08/06/2017 09:17 BST | Updated 08/06/2017 09:17 BST

Corbyn's Defence Pitch Is Fully In The Mainstream, Not A 1980s Throwback

While many of its rank and file are passionately engaged in pursuing disarmament, the majority of Labour voters believe in a strong defence policy. For all of the concern over his own beliefs, Corbyn's leadership represents continuity more than it does change.

Labour's recent surge in the polls has provided much for the media and political analysts to ponder. The New Statesman's view that the 'stench of decay and failure coming from the Labour Party is now overwhelming', written all the way back in March 2017, now seems a distant memory. The national debate is changing on a near daily basis. At the time of writing, there has been three major terrorist incidents in as many months in the UK. The Prime Minister has had to reaffirm that the General Election will be going ahead on the date planned. Theresa May was able to assert her superiority on defence issues confidently as the Labour Party almost tore itself apart over what stance to take on matters of national security. The sight of Labour front bench colleagues publicly clashing with each other only assured the Conservatives' supremacy on defence. Labour looked set to commit itself to unilateral nuclear disarmament and a re-run of the controversial 1983 General Election manifesto pledge ('the longest suicide note in history') looked on the cards.

But then, Labour committed itself to renewing Trident in its election manifesto. Jeremy Corbyn, who only last year addressed a CND rally in Trafalgar Square themed, 'NHS - Not Trident', signed off on a manifesto that offered one vital sentence - 'Labour supports the renewal of the nuclear deterrent'. How does a left-wing pacifist reconcile himself to this policy position?
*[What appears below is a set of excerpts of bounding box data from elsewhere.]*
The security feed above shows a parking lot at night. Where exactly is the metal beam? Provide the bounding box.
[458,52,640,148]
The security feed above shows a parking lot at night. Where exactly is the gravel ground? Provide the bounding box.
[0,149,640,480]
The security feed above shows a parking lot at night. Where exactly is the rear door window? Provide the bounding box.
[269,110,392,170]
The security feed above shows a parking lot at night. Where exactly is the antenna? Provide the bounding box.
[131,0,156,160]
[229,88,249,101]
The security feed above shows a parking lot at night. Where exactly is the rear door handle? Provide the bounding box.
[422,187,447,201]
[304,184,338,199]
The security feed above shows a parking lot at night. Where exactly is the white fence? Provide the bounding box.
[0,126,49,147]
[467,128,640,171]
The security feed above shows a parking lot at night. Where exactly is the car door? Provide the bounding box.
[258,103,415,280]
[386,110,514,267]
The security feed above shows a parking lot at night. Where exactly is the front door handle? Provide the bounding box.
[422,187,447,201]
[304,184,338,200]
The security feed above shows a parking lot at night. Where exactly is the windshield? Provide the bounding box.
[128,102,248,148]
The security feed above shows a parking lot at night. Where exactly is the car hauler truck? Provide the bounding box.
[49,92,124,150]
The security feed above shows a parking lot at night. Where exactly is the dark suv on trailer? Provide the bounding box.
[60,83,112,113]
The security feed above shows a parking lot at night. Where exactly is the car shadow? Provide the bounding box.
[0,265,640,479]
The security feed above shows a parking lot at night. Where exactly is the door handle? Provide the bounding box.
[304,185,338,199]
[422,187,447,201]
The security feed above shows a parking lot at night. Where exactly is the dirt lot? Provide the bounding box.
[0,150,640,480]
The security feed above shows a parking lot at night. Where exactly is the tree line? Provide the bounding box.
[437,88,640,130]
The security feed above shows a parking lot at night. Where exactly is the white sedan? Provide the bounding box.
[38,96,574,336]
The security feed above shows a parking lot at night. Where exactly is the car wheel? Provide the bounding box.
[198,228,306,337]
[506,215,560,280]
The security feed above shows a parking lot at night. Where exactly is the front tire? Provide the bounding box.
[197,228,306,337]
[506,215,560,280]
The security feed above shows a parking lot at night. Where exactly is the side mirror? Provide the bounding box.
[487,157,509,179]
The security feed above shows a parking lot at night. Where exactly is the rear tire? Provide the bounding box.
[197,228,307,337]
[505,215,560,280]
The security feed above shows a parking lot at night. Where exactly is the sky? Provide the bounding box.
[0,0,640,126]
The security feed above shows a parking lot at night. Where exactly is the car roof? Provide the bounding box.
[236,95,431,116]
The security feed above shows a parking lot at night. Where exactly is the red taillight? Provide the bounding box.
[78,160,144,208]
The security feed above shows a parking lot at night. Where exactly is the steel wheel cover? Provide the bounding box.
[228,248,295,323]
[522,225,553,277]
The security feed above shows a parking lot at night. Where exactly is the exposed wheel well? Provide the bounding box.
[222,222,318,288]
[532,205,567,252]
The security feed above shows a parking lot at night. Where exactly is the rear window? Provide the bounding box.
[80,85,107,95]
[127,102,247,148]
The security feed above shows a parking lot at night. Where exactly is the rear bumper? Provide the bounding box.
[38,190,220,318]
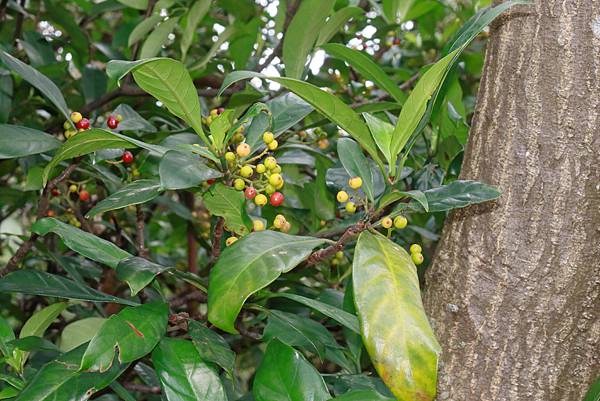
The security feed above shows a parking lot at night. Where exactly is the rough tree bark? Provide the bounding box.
[424,0,600,401]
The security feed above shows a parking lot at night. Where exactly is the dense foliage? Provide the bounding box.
[0,0,518,401]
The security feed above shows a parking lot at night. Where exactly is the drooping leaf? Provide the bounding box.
[352,231,440,401]
[152,337,227,401]
[208,231,326,333]
[80,302,169,372]
[282,0,335,79]
[31,217,132,269]
[0,124,62,159]
[203,183,252,234]
[252,340,331,401]
[0,269,137,304]
[85,179,164,218]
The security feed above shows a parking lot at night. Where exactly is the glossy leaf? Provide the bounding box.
[80,302,169,372]
[0,50,70,121]
[85,179,164,218]
[152,337,227,401]
[31,217,131,269]
[0,269,137,304]
[203,183,252,234]
[208,230,326,333]
[352,231,440,401]
[252,340,331,401]
[0,124,62,159]
[321,43,406,103]
[282,0,335,79]
[158,150,223,189]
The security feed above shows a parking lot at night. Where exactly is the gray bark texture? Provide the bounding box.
[424,0,600,401]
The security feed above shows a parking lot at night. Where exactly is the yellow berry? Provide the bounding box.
[336,191,349,203]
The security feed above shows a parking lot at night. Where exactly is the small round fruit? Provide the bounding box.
[335,191,349,203]
[394,216,408,230]
[381,216,394,228]
[270,192,285,207]
[252,219,265,231]
[410,244,423,253]
[71,111,83,124]
[240,166,254,178]
[263,131,275,145]
[79,189,90,202]
[235,143,252,157]
[75,118,90,130]
[410,253,425,266]
[233,178,246,191]
[121,150,133,164]
[254,194,267,206]
[348,177,362,189]
[244,187,256,199]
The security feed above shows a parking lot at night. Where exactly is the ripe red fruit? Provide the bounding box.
[271,192,285,206]
[106,115,119,129]
[79,189,90,202]
[244,187,256,199]
[121,150,133,164]
[75,118,90,129]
The answer in one respect is that he hasn't. As evidenced in several interviews and the live Q&A on the BBC on Friday, Corbyn is cagey on discussing the nuclear issue and the all-important dilemma of 'pushing the button'. A better explanation is found by looking at the history of the Labour Party itself in the last seventy years. The party leader has returned to Labour's default position on the nuclear deterrent, and on defence more generally.

Firstly, the manifesto pledge to renew Trident aims to unify a divided party. The nuclear deterrent has divided Labour ever since Britain's first thermonuclear bomb was tested in 1957. The Labour left-wing was active in CND and achieved significant victories at the party conferences in 1960 and 1961 which threatened to commit the party to unilateral disarmament. This was passionately opposed by the Labour right-wing, with the leader of the party, Hugh Gaitskell, vowing to 'fight, and fight again' to resist the left. When Harold Wilson, a moderate left-winger, won the 1964 General Election, he immediately committed the Labour Government to continuing with Polaris - the precursor to Trident that was at that stage only a year into its construction. He did so by lying to the party, claiming that the Royal Navy informed him that Polaris was 'past the point of no return'. Party unity was Wilson's primary concern in his thirteen years as Labour leader. Such was the divisiveness of the nuclear question, he could not afford more faction-fighting.
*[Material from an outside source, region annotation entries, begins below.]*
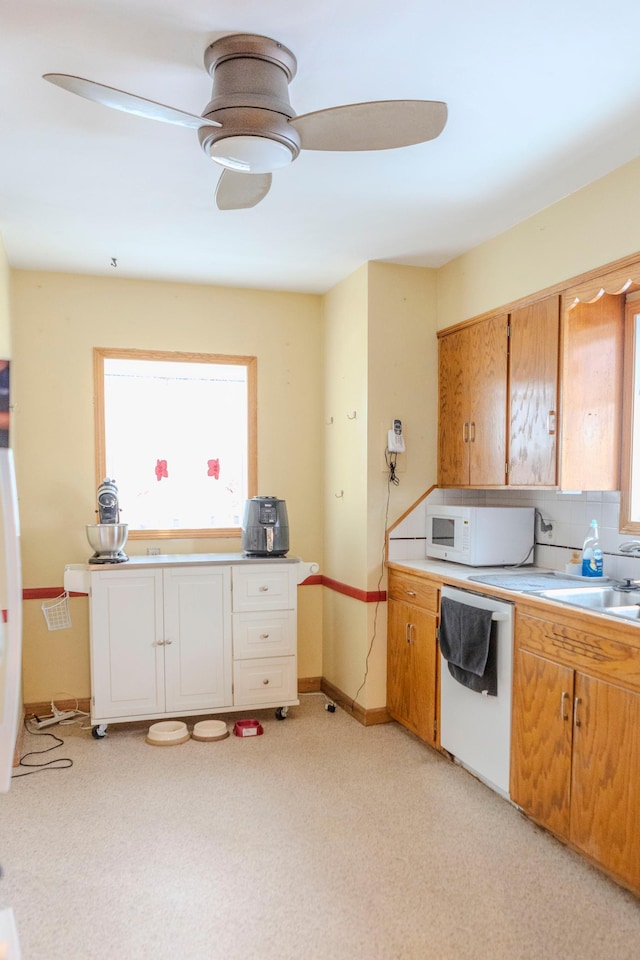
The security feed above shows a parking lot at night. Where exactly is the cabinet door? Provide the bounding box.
[510,650,573,838]
[560,293,624,490]
[387,600,437,744]
[163,567,232,713]
[571,674,640,890]
[438,329,470,487]
[509,297,560,486]
[466,313,508,487]
[89,570,164,722]
[438,314,508,486]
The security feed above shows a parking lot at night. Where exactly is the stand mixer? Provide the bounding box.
[86,477,129,563]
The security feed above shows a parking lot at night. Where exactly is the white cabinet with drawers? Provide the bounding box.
[232,563,298,716]
[77,554,317,737]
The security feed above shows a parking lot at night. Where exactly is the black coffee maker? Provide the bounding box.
[242,497,289,557]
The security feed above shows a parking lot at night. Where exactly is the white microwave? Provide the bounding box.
[427,504,535,567]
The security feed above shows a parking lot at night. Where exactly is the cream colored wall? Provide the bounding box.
[0,234,11,359]
[438,159,640,328]
[11,271,323,703]
[323,263,437,709]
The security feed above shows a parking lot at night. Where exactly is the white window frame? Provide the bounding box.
[93,347,258,540]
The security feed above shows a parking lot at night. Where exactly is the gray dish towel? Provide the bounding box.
[439,597,498,697]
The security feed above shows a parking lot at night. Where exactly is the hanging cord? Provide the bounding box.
[11,717,73,780]
[384,450,400,484]
[351,468,392,712]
This is very much the condition of Corbyn's Labour Party. But there are other motivations to renewing Trident. Should Teresa May's overall majority stay in the single figures, marginal constituencies will be vital. Labour's stance on defence has an impact on two constituencies especially: the Labour-held seat of Barrow-in-Furness, where the Trident successor system will be built; and Devonport, a Conservative held seat with a strong naval tradition. Both seats are held by the narrowest of margins - approximately 500 votes - and the impact of Labour committing to defence could be crucial. The attention given to Trident has obscured Labour's commitment to the other aspects of defence, such as conventional weapons and the defence industry. As a left-winger, Corbyn is on safer ground discussing these issues, just as Michael Foot tried to convince a sceptical electorate that a non-nuclear policy would work during the Cold War. Corbyn may find more success in arguing that more funding should be diverted to cyber warfare, intelligence and policing, while criticising the Conservative government's cancellations of HMS Ark Royal and the Harrier jump-jet, which was commissioned by the Labour government in the 1970s. The defence industry also resonates strongly in the manifesto, referencing the impact on the steel and shipbuilding industries without indulging any attempts to 'convert' defence production to commercial use - another policy from the Foot era. Labour has also proposed a 'Defence Industrial Strategy White Paper', which it acknowledges will 'provide good jobs down the supply chain'. Trident also happens to have a very considerable economic impact in the west of Scotland, and his could be a useful benefit in clawing back seats on Clydeside. Defence is not only a matter of keeping the country safe, especially during a General Election.

Historically, Labour has been responsible for initiating Britain's first atomic bomb, and committing ground forces in Korean War and the conflicts in Afghanistan and Iraq. It devoted enormous sums of public expenditure to the military, especially in the Cold War. And while many of its rank and file are passionately engaged in pursuing disarmament, the majority of Labour voters believe in a strong defence policy. For all of the concern over his own beliefs, Corbyn's leadership represents continuity more than it does change.